Bu bağlantıların içeriğini anlamak için yine yazılara bakmak yeterli.
Nazlı Ilıcak 30 Ekim 1999'da şunları yazmış:"Sanırsınız, Kırcı, 70 yıl hapiste kalsa Türkiye çetelerden kurtulacak."
Evinde eski İçişleri Bakanı Meral Akşener ve eski Özel Harekat Dairesi Başkanı İbrahim Şahin'i İsmet Berkan gibi gazetecilerle buluşturan Nazlı Ilıcak acaba o dönem derin devlete dair neler düşünüyordu?
Sanırım bu satırlar Nazlı Ilıcak'ın Susurluk döneminde takındığı tavrı anlatmak için yeterlidir.
Şimdi zurnanın zırt dediği yere gelelim:
Hukuk dışı yolları bazen savunmak bazen de karşı olmak,hukukun dışına çıkılmasına değil kimin çıktığına bakarak hüküm vermek tutarlılık olarak nitelendirilebilir mi?
Nazlı Hanım Ergenekon ile ilgili yazılarında en basit ilişki kırıntılarını bile birilerini suçlu ilan etmek için yeterli buldu.
Firari Kırcı yakalandığı zaman üzerinden çıkan telefon rehberindeki en bildik gazeteci adı Nazlı Ilıcak'tı.
O dönem Saygı Öztürk'ün bu haberini okuyan kimse Nazlı Hanım'ı bir firariyle işbirliği yapmak ya da onunla aynı gruba üye olmakla suçlamadı.
Yani her bulgu, birini daha yargılanmadan suçlu ilan etmeyi gerektirmez.
Nazlı Hanım köşesinde Susurluk ile Ergenekon farklı şeyler diye yazıyor.
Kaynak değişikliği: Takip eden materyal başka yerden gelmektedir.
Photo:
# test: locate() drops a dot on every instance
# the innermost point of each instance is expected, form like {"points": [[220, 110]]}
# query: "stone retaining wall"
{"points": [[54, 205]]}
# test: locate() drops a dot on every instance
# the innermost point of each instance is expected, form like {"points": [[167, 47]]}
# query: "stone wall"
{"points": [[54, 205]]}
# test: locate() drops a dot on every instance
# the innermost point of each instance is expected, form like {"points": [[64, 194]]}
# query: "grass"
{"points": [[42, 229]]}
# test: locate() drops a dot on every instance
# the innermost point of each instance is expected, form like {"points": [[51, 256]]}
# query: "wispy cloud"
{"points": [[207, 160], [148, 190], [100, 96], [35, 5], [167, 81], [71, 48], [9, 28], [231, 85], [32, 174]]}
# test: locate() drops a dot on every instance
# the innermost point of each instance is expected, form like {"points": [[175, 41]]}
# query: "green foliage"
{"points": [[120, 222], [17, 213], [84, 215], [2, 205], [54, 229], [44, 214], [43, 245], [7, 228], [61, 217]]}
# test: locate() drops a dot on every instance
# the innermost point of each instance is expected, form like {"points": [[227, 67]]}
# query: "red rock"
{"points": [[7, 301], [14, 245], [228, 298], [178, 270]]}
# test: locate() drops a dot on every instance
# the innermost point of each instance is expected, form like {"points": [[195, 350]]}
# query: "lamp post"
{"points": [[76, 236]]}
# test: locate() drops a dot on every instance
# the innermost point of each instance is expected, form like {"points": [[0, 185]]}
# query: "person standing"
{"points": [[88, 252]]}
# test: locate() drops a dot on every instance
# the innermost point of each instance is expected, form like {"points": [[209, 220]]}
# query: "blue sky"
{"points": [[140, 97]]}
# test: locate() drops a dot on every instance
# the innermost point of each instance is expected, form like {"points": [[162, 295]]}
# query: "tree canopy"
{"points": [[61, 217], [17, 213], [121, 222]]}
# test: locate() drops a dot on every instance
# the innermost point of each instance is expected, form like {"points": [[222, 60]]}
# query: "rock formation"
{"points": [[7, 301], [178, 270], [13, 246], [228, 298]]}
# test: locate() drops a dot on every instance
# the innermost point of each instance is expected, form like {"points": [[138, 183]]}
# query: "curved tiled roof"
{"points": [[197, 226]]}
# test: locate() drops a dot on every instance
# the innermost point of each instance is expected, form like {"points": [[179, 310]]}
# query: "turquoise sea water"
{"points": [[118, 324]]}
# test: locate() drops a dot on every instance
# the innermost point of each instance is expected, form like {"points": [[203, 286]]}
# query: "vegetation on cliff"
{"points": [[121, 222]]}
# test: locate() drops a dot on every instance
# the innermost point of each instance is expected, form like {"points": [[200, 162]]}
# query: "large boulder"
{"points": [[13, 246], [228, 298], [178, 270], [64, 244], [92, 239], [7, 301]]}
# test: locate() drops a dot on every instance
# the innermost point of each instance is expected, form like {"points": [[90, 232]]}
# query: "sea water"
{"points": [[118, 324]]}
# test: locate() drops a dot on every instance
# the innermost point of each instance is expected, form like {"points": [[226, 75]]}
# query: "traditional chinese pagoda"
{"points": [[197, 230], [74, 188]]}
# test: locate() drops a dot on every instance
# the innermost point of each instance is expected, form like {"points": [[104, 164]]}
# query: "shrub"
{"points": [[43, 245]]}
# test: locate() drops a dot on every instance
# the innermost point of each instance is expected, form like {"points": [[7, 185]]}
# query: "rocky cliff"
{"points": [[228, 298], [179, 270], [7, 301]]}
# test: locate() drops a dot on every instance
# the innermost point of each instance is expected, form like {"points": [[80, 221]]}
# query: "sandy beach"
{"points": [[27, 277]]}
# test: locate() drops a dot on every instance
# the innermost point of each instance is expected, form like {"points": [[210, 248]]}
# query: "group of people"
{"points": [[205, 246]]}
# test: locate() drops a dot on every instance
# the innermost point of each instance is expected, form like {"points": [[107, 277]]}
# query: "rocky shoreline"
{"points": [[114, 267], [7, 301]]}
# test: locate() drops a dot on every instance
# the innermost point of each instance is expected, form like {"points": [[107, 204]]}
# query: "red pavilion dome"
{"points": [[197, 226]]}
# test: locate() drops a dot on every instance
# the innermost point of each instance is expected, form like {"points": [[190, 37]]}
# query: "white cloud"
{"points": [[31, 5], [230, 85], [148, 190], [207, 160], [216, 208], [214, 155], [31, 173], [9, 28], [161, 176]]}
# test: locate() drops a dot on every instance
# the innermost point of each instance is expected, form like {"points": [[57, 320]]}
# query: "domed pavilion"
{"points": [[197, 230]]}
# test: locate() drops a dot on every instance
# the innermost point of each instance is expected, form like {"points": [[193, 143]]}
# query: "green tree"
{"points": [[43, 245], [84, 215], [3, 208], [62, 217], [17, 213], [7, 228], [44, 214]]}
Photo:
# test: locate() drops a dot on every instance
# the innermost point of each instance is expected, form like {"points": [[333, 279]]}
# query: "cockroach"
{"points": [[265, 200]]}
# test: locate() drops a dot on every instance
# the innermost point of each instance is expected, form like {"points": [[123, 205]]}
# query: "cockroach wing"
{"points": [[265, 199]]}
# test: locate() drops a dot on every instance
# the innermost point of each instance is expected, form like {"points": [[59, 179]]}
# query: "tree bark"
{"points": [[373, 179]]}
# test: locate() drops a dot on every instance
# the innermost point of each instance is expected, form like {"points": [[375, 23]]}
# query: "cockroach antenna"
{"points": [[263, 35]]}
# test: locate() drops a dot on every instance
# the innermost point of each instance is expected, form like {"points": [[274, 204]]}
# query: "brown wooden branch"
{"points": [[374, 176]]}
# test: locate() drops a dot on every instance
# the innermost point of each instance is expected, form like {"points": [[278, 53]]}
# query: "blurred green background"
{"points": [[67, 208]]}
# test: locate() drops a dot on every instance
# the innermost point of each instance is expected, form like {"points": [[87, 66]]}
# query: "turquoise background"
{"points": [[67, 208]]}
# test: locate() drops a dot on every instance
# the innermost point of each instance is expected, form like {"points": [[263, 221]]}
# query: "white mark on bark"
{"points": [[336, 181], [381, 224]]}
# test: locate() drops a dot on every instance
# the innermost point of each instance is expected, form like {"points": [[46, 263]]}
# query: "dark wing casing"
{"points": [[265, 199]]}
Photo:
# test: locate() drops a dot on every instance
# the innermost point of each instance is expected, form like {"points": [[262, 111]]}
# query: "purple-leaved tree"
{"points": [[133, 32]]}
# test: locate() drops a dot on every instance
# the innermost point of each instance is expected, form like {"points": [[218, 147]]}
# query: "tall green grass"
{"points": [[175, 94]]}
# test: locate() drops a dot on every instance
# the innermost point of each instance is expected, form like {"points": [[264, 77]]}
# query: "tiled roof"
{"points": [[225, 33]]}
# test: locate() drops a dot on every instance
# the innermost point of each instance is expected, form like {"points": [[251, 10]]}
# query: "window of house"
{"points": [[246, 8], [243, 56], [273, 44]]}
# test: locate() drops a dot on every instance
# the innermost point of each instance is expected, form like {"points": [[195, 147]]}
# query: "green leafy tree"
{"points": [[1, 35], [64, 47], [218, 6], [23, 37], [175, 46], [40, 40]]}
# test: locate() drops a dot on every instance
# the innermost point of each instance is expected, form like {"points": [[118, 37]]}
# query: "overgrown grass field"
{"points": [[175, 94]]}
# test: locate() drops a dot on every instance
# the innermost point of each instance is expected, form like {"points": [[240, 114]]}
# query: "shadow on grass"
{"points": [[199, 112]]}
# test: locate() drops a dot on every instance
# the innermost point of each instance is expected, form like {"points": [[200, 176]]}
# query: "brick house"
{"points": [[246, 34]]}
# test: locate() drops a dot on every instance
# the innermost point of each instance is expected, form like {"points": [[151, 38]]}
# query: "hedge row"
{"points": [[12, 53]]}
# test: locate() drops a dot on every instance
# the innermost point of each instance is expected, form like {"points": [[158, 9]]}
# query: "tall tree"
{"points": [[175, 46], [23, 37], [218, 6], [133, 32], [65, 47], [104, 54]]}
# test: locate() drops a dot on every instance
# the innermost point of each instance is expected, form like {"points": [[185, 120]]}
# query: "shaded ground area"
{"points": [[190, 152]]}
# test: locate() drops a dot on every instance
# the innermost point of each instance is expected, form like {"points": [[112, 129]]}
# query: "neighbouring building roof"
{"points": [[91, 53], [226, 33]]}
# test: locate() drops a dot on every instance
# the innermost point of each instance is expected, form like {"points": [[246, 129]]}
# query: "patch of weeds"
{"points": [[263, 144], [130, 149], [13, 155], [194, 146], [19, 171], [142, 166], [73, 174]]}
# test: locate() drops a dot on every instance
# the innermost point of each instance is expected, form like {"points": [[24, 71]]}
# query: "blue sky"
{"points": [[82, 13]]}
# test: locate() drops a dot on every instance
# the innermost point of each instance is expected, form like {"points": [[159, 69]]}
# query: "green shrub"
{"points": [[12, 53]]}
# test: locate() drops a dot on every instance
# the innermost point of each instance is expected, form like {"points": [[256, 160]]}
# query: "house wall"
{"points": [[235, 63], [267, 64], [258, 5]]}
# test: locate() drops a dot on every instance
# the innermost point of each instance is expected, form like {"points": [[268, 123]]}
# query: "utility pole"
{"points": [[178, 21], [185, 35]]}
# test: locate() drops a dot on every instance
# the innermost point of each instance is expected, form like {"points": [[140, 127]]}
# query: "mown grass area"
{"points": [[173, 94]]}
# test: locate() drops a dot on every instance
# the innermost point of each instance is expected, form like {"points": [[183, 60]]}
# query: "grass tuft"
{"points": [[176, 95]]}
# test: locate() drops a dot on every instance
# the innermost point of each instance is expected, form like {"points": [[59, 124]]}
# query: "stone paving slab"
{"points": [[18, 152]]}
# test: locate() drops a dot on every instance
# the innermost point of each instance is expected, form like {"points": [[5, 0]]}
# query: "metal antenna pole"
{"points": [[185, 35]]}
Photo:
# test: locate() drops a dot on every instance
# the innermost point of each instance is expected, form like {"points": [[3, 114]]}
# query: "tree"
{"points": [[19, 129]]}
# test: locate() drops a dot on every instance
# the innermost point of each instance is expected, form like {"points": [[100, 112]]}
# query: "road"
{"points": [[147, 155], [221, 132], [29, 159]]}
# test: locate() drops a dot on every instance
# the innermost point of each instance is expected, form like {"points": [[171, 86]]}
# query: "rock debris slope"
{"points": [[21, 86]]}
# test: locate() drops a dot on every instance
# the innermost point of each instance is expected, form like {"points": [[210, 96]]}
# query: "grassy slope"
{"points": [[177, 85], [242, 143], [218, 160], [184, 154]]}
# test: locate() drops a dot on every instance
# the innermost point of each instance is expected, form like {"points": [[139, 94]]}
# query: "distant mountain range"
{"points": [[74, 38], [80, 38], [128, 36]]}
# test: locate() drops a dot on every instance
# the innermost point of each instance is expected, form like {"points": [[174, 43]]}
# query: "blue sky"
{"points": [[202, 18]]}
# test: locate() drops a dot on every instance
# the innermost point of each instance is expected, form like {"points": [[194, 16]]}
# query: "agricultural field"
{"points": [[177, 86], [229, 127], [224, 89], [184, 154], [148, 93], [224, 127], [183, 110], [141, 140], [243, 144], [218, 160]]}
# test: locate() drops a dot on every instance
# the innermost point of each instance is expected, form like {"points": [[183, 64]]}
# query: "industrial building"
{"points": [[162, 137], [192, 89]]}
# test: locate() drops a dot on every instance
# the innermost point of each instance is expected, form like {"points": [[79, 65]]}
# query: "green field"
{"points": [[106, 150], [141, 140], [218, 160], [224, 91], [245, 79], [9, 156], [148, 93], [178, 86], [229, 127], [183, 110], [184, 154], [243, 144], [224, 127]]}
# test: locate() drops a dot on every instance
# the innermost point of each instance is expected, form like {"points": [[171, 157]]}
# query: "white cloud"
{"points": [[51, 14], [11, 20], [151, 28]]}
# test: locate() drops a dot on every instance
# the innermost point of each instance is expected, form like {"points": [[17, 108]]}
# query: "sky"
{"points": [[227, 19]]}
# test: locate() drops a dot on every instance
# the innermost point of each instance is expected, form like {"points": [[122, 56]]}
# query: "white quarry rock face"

Amaç,yöntem ya da kişiler farklı olabilir ancak ikisi de devlet içindeki bir yasa dışı oluşum ve çete faaliyeti suçlamasıdır ve bu noktada aynıdır.
Nazlı Ilıcak'ın bu konuda tutarsızlık kadar can sıkan bir diğer tavrı; bilerek ya da bilmeyerek okuruna yanlış bilgi vermesidir.
Susurluk'ta adı en fazla geçen ve şimdi de Ergenekon sanığı olan Veli Küçük'ün Susurluk Komisyonu'na ifade vermeye gitmediğini yazdı Nazlı Ilıcak.
Bu tamamen yanlış bir bilgi.
Komisyon Veli Küçük,Tansu Çiller ve Özer Uçuran Çiller'in ifadelerine başvurma kararı aldı.
DYP koalisyon ortağı Erbakan'a,Erbakan da Komisyon Başkanı Mehmet Elkatmış'a ağır baskılar yaptı.
Sonuçta ifade kararı tekrar oylandı ve bu üçlünün ifadesinin alınmasına gerek olmadığı kararına varıldı.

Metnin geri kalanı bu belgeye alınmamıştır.